Saturday, May 8, 2010

Marx, Proust, Benjamin?

I really appreciated the post that Jonathan made the other day commenting on Taussig’s Walter Benjamin’s Grave. In fact, I myself was just writing on the triad of Marx, Benjamin and Proust -- and more specifically (1) Marx’ conception of work as de-humanizing and alienating, (2) the role this depersonalization of work plays in Benjamin’s ‘atrophy of experience’, and (3) Proust’s re-assessment of the meaning of work (work not as dehumanizing, but, quite the opposite, as potentially meaningful, painfully personal, and involving an intimate subjective/phenomenological connection with one’s ‘world’). This quote from Marx in particular seemed to be of relevance to me when trying to conceptualize precisely what it was Proust was critiquing about ‘work’ (which to him didn’t really get to the nitty gritty of real work):

Work is external to the worker, that it is not part of his nature; and that, consequently, he does not fulfil himself in his work but denies himself, has a feeling of misery rather than well-being, does not develop freely his mental and physical energies but is physically exhausted and mentally debased. The worker, therefore, feels himself at home only during his leisure time, whereas at work he feels homeless. His work is not voluntary but imposed, forced labour. It is not the satisfaction of a need, but only a means for satisfying other needs. Its alien character is clearly shown by the fact that as soon as there is no physical or other compulsion it is avoided like the plaque. External labour, labour in which man alienates himself, is a labour of self-sacrifice, of mortification” (Economic and Philosophical Manuscripts, 1964: 124-5)

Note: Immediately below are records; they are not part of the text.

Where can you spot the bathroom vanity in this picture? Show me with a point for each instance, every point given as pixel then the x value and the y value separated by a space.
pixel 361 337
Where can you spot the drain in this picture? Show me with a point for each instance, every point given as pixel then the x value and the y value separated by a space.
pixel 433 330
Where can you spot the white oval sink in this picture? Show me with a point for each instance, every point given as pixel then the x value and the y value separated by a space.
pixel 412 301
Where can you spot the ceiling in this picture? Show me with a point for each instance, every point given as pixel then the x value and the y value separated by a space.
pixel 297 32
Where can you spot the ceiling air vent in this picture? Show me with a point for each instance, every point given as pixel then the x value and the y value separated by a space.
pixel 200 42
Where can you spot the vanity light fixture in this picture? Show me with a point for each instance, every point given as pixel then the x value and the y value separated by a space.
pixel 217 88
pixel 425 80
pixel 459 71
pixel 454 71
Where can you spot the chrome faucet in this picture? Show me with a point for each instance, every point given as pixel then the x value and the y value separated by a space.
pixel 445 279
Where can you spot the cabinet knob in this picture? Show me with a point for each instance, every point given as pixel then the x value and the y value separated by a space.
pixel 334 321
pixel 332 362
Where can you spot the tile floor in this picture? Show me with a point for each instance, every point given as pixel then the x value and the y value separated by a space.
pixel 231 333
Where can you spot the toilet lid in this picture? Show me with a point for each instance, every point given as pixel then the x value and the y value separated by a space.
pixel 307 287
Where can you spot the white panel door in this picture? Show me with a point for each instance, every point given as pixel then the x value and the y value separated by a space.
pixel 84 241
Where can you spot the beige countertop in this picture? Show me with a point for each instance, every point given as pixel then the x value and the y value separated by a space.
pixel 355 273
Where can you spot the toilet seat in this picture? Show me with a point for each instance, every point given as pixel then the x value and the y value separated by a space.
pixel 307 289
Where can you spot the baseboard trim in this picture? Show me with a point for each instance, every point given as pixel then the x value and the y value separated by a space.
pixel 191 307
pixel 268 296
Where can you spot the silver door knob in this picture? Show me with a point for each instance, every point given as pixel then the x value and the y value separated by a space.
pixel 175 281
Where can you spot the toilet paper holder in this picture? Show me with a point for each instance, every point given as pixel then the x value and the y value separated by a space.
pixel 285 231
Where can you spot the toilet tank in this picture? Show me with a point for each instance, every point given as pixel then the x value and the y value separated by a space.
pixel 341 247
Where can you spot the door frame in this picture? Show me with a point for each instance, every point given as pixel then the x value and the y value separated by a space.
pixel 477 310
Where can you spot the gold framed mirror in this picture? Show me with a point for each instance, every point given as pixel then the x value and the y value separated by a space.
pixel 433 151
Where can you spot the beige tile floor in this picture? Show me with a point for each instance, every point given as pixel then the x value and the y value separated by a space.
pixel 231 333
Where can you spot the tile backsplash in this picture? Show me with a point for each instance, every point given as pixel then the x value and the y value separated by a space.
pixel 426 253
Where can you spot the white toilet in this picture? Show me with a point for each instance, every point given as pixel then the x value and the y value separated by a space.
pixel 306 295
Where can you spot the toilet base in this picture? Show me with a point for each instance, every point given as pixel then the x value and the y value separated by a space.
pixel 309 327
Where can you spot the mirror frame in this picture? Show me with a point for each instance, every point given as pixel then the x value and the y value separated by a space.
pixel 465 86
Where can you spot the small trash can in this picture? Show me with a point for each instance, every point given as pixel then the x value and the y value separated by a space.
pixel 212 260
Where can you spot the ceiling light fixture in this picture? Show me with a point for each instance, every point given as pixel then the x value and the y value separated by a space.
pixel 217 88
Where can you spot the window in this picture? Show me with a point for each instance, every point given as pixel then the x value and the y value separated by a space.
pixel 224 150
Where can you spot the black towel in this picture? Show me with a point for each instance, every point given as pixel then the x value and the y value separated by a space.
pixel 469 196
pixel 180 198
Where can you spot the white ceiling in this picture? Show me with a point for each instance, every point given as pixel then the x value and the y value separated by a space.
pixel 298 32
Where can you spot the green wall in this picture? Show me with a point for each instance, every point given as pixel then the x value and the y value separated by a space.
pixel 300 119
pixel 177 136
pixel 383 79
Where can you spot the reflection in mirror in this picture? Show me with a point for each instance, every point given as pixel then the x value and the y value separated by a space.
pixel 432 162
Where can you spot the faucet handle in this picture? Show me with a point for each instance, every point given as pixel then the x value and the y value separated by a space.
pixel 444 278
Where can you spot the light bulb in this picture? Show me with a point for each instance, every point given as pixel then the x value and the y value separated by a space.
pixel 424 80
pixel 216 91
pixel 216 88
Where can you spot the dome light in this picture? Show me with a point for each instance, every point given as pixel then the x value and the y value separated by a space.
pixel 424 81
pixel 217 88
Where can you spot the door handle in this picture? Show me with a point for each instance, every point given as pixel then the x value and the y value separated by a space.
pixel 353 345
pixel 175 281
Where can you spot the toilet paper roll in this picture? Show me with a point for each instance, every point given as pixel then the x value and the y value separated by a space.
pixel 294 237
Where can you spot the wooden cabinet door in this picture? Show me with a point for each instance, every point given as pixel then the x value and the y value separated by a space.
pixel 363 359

If Benjamin is a ‘Proustian Marxism”, then what is it about Benjamin’s Marxism that is Proustian? Is there something 'transcritical' going on here, like Karatani Kojin's transcritique of Marx and Kant? This is something I haven’t quite grasped yet. As “an eccentric overwhelmed by the avant-garde and the fast-moving political scene of the time” (quoting from Taussig), there is both an element of the unconventional, as well as the alienated, even the outcast -- the eccentric is ex-centric, ie. outside of the center. The fascination that Benjamin had with Proust was in part a result of their shared sense of their own alterity. Amit Chaudhuri’s introduction to Benjamin’s One Way Street draws attention to Benjamin’s identity as a secular Jew, ie. his “angularity in relationship to the mainstream”. Like the bourgeoise Bengali subjugated to a colonial modernism, Chaudhuri says, he belongs to a “nomadic family”; he is one “who has become deracinated from his or her tradition” and one who is “unsure of his own identity: confronting world history has displaced him from his lineage, and his politics extends to a critique of his forbears” (x-xi). What if we think, then, of Proust problematic of ‘work’ as being the problem of constructing -- or reconstructing -- not just lost time, but a lost tradition, namely a tradition from which Proust as a modern eccentric -- an eccentric alienated from the modern, from the “fast-moving political scene of the time” (Taussig) -- has become alienated. I am not really articulating this as well as I could, but I feel that this is all connected: the Marxist conception of the alienation of the worker, the Benjaminian idea of the atrophy of experience/tradition, and the Proustian idea of regaining a lost past and restructuring the web of time ... I will end with that for now.

-D.G.

1 comment:

  1. The quotation from Marx is actually quite useful, as well, in my thinking about "labour" and in many regards validates what I was saying about labour when I was questioning if academics labour. When I read: "Work is external to the worker, that it is not part of his nature; and that, consequently, he does not fulfil himself in his work but denies himself." I cannot help but acknowledge, by this definition, that I am not a worker precisely because the work that I "do" comes from "within" and is part of my own "nature." Of course, I imagine that many are ready to critique this notion of labour for any number of reasons, but just because something is difficult doesn't make it work, or does it? Is "difficulty" the measure of labour? Those five star sudoku games that I do on the subway to pass time then become labour, no? Sorry, I don't want to continue to question the notion of labour but, this just struck me once again.

    Darcy, the interconnectedness of all of these thoughts is very thought provoking, I look forward to seeing how all of these develop. The involvement of alienation is so startling and one cannot help but recall, okay, I cannot, Eve Sedgwick's notion of "the spectacle of the closet" when she writes about Proust -- which, I would imagine, is the ultimate alienating space, no? Sorry, again, I have more questions than answers -- but somehow, that seems entirely appropriate with Proust.